对于小数，使用足够大的静态数组来以相反的顺序记录数字是一个不错的主意，请参见此处

• Integer-to-ASCII needs to convert data from a standard integer type into an ASCII string.
• All operations need to be performed using pointer arithmetic, not array indexing.
• The number you wish to convert is passed in as a signed 32-bit integer.
• You should be able to support bases 2 to 16 by specifying the integer value of the base you wish to convert to (base).
• Copy the converted character string to the uint8_t* pointer passed in as a parameter (ptr).
• The signed 32-bit number will have a maximum string size (Hint: Think base 2).
• You must place a null terminator at the end of the converted c-string Function should return the length of the converted data (including a negative sign).
• Example my_itoa(ptr, 1234, 10) should return an ASCII string length of 5 (including the null terminator).
• This function needs to handle signed data.
• You may not use any string functions or libraries.

• Integer-to-ASCII 需要将数据从标准整数类型转换为 ASCII 字符串。
• 所有操作都需要使用指针算法来执行，而不是数组索引。
• 您希望转换的数字作为有符号的 32 位整数传入。
• 您应该能够通过指定要转换为 (base) 的基数的整数值来支持基数 2 到 16。
• 将转换后的字符串复制到作为参数（ptr）传入的uint8_t*指针。
• 有符号的 32 位数字将具有最大字符串大小（提示：以 2 为基数）。
• 您必须在转换后的 c-string 末尾放置一个空终止符 函数应返回转换后数据的长度（包括负号）。
• 示例 my_itoa(ptr, 1234, 10) 应返回长度为 5 的 ASCII 字符串（包括空终止符）。
• 该函数需要处理签名数据。
• 您不得使用任何字符串函数或库。

.

.

int32_t my_atoi(uint8_t *ptr, uint8_t digits, uint32_t base){
    int32_t sgnd=0, rslt=0;
    for(int i=0; i<digits; i++){
        if(*(ptr)=='-'){*ptr='0';sgnd=1;}
        else if(*(ptr+i)>'9'){rslt+=(*(ptr+i)-'7');}
        else{rslt+=(*(ptr+i)-'0');}
        if(!*(ptr+i+1)){break;}
        rslt*=base;
    }
    if(sgnd){rslt=-rslt;}
    return rslt;
}

• ASCII-to-Integer needs to convert data back from an ASCII represented string into an integer type.
• All operations need to be performed using pointer arithmetic, not array indexing
• The character string to convert is passed in as a uint8_t * pointer (ptr).
• The number of digits in your character set is passed in as a uint8_t integer (digits).
• You should be able to support bases 2 to 16.
• The converted 32-bit signed integer should be returned.
• This function needs to handle signed data.
• You may not use any string functions or libraries.

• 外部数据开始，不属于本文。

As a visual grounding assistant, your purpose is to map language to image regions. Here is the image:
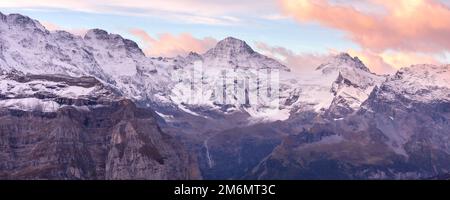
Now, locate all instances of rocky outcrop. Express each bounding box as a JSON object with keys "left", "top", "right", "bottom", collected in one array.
[{"left": 0, "top": 74, "right": 200, "bottom": 179}]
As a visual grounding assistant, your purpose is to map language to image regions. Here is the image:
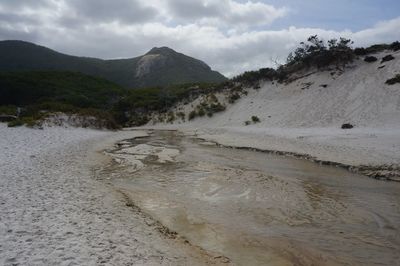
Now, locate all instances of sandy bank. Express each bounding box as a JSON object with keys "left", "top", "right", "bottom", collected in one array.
[{"left": 0, "top": 124, "right": 225, "bottom": 265}]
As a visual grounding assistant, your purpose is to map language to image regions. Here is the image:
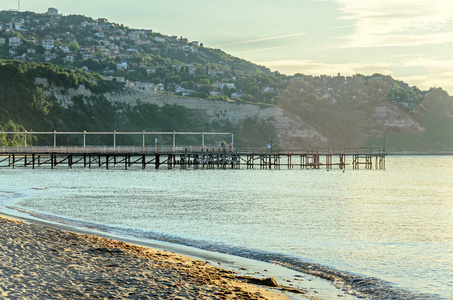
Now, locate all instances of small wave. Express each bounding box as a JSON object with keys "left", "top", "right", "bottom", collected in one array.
[{"left": 8, "top": 207, "right": 442, "bottom": 300}]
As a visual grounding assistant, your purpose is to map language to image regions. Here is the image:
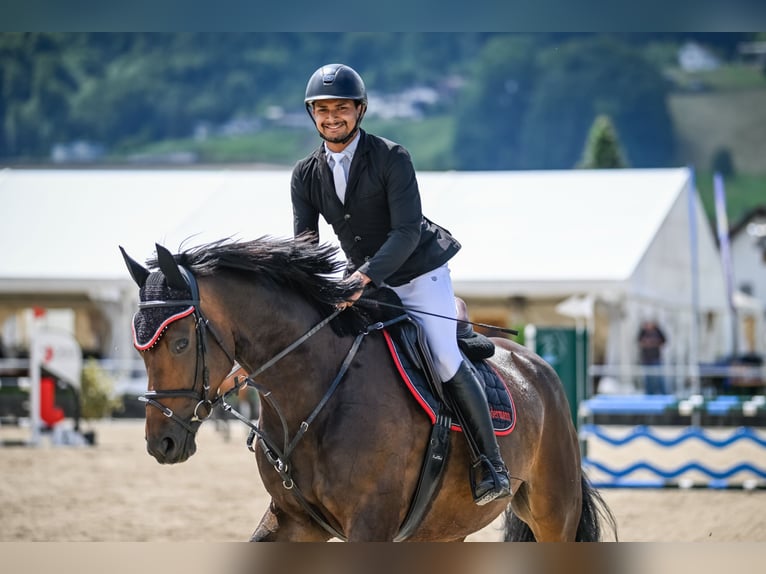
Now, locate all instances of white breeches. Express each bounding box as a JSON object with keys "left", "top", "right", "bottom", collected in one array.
[{"left": 388, "top": 263, "right": 463, "bottom": 381}]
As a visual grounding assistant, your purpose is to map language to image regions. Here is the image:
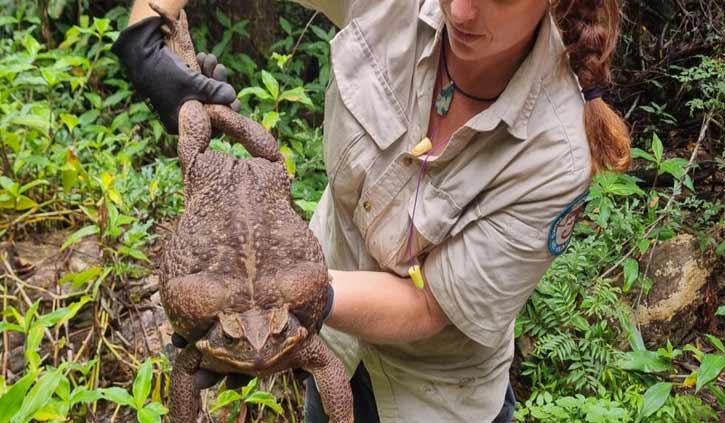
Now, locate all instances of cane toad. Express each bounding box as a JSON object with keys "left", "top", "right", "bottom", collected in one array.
[{"left": 152, "top": 5, "right": 353, "bottom": 423}]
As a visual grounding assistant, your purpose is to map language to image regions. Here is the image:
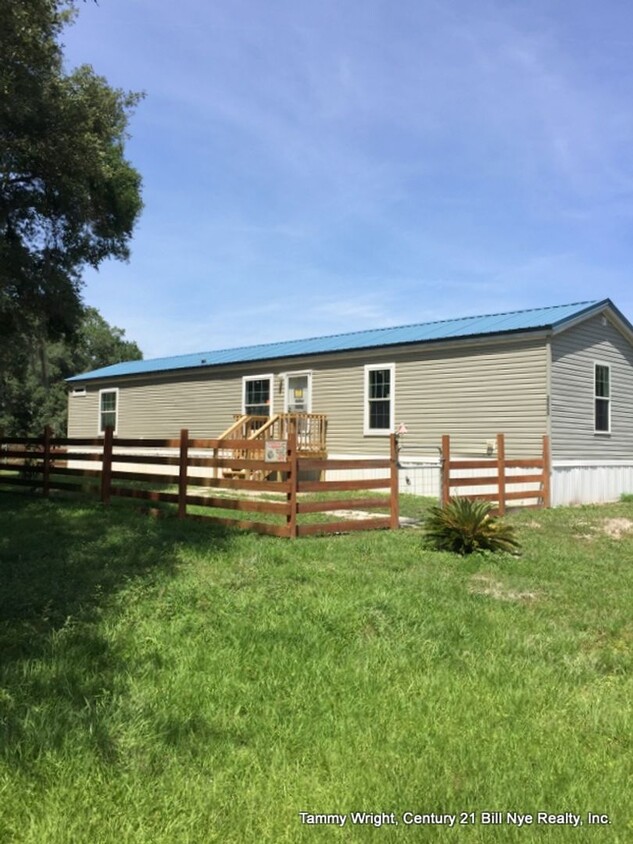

• ASCII-to-Integer 需要将数据从 ASCII 表示的字符串转换回整数类型。
• 所有操作都需要使用指针算法来执行，而不是数组索引
• 要转换的字符串作为 uint8_t * 指针 (ptr) 传入。
• 字符集中的位数作为 uint8_t 整数（数字）传入。
• 您应该能够支持 2 到 16 个基数。
• 应返回转换后的 32 位有符号整数。
• 该函数需要处理签名数据。
• 您不得使用任何字符串函数或库。

.

.

char *itoa(int i)
{
  static char buffer[12];

  if (snprintf(buffer, sizeof(buffer), "%d", i) < 0)
    return NULL;

  return strdup(buffer);
}

There a couple of suggestions I might make. You can use a static buffer and strdup to avoid repeatedly allocating too much memory on subsequent calls. I would also add some error checking.

我可能会提出一些建议。您可以使用静态缓冲区和 strdup 来避免在后续调用中重复分配过多内存。我还会添加一些错误检查。

If this will be called in a multithreaded environment, remove "static" from the buffer declaration.

如果这将在多线程环境中调用，请从缓冲区声明中删除“静态”。